Via Rich Duprey at Motley Fool here are the number of each family of planes that Boeing is building each month, their order backlog, and the average retail price of each plane type.
These are the average list prices for each family of aircraft. Within each family of aircraft there are different prices for different variants, for instance the Boeing 737-700 is listed cheapest at $82.4 million.
However airlines do not pay list prices roughly speaking you can assume that airlines are paying about half of list at least when ordering more than a couple of planes.
Historically technical specs went a long way towards selling planes and an airline might buy a pricier aircraft if it had better fuel efficiency. Now fuel efficiency — while important — is playing less of a driver in decision-making between any given new aircraft type (and new planes are generally pretty fuel efficient compared to older ones anyway) and much more comes down to price and the extent to which an aircraft manufacturer discounts.
To a certain extent, given how competitive the market for new planes is, if an airline makes a large order it’s reasonable to assume that the airline got a great deal and that the manufacturer that won the order may actually ‘lose’ economically especially for sales of their less popular models. They get a public win. They keep their production lines open, hoping for a day when conditions for the aircraft model improves. But they likely discounted so far that it may not be profitable to have sold the plane.
Order books list planes that will reliably be delivered and plenty that will never be delivered. Airline commitments are firm or soft, there may or may not be costs to cancelling or delaying delivery, and orders may wind up switched for some other plane.
Qatar just straight-up cancelled 4 Airbus A350 orders. When Boeing announced a 100 plane order from United for their 737 MAX 10 aircraft, it was really converting an existing order for 100 of their 737 MAX aircraft.
All the 767 have to be cargo at this point, right?
Are you on cocaine? Boeing made nearly $9Bn in EBITDA over the past 12 months. They are not selling planes at a loss.
Most B767 are probably tankers.
Gary – I love stories like this. Very interesting and very thoughtful. Thanks for posting!
I hear so many stories about how production of the 747 is on its last leg. However, according to the chart, there is a backlog of 23. Granted, this is not a large number when compared to the other models. I’m assuming these are mostly cargo/freighter orders?
@James K.
There are 65 767-300F to be delivered to FedEx and 38 767-200C Tankers to be delivered to the USAF, totaling 103 unfulfilled orders (according to http://active.boeing.com/commercial/orders/displaystandardreport.cfm?cboCurrentModel=767&optReportType=AllModels&cboAllModel=767&ViewReportF=View+Report).
@John commercial aircraft manufacturing is only one small piece of their business, and I’m not suggesting every sale is done at a loss.

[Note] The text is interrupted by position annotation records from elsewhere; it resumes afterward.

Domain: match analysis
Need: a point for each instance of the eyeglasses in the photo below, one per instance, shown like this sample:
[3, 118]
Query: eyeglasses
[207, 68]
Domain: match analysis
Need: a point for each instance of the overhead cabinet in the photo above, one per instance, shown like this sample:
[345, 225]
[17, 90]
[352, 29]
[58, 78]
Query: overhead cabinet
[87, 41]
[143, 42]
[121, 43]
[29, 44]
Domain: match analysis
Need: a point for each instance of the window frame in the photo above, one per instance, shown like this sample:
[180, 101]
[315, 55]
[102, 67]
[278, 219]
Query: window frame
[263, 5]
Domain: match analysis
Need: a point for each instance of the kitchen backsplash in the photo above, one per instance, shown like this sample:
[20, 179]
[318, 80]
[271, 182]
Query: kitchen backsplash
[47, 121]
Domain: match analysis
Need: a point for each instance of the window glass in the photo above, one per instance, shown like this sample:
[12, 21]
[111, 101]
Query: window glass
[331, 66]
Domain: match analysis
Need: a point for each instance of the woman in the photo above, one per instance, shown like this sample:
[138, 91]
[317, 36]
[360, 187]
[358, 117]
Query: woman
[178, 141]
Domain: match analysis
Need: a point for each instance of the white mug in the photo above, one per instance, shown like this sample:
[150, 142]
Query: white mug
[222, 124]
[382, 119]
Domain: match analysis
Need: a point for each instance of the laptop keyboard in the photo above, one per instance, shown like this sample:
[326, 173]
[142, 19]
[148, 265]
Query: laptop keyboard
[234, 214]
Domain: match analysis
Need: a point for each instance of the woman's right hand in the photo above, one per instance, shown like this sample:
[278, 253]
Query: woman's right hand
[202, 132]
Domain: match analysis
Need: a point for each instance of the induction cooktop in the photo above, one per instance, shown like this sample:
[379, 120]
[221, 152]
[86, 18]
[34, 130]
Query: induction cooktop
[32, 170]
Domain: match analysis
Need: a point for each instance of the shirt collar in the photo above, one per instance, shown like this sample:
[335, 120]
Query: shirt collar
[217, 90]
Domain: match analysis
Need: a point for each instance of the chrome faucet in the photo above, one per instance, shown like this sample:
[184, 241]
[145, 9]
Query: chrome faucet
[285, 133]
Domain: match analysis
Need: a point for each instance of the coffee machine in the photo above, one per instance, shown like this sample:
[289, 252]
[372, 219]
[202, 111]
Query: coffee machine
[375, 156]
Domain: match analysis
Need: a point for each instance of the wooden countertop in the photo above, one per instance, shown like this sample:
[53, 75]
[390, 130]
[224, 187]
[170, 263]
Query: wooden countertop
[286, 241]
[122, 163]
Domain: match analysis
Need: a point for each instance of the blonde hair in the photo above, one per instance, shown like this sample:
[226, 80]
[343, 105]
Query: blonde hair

Even at their increased production rate, at the end if 2019 there will still be 3,010 737’s on order. Even if they increased production to 60 per month, it’ll still be a couple months into 2024 before they finish off what’s on order today.
But I’m sure more will be ordered in the next 6 year….so how will they do this? Won’t they be getting obsolete by then?
$BA has been the best stock to own on the market over the last year. They are doing an amazing job making money for their share holders.
@John what would cocaine have to do with anything? If anything, it would make Gary sharper and his research even more thorough… at least get your insults right. Almost any other drug would have been more appropriate.
Very interesting. How about some analysis on the other important part of a plane … the engines. Who’s doing what in that space across both Boeing and Airbus.
For the commenter about Boeing not selling planes at a loss…..The B787 had a $25-30 BBBBillion cost overrun. They will build almost 1100 of those planes before it becomes profitable.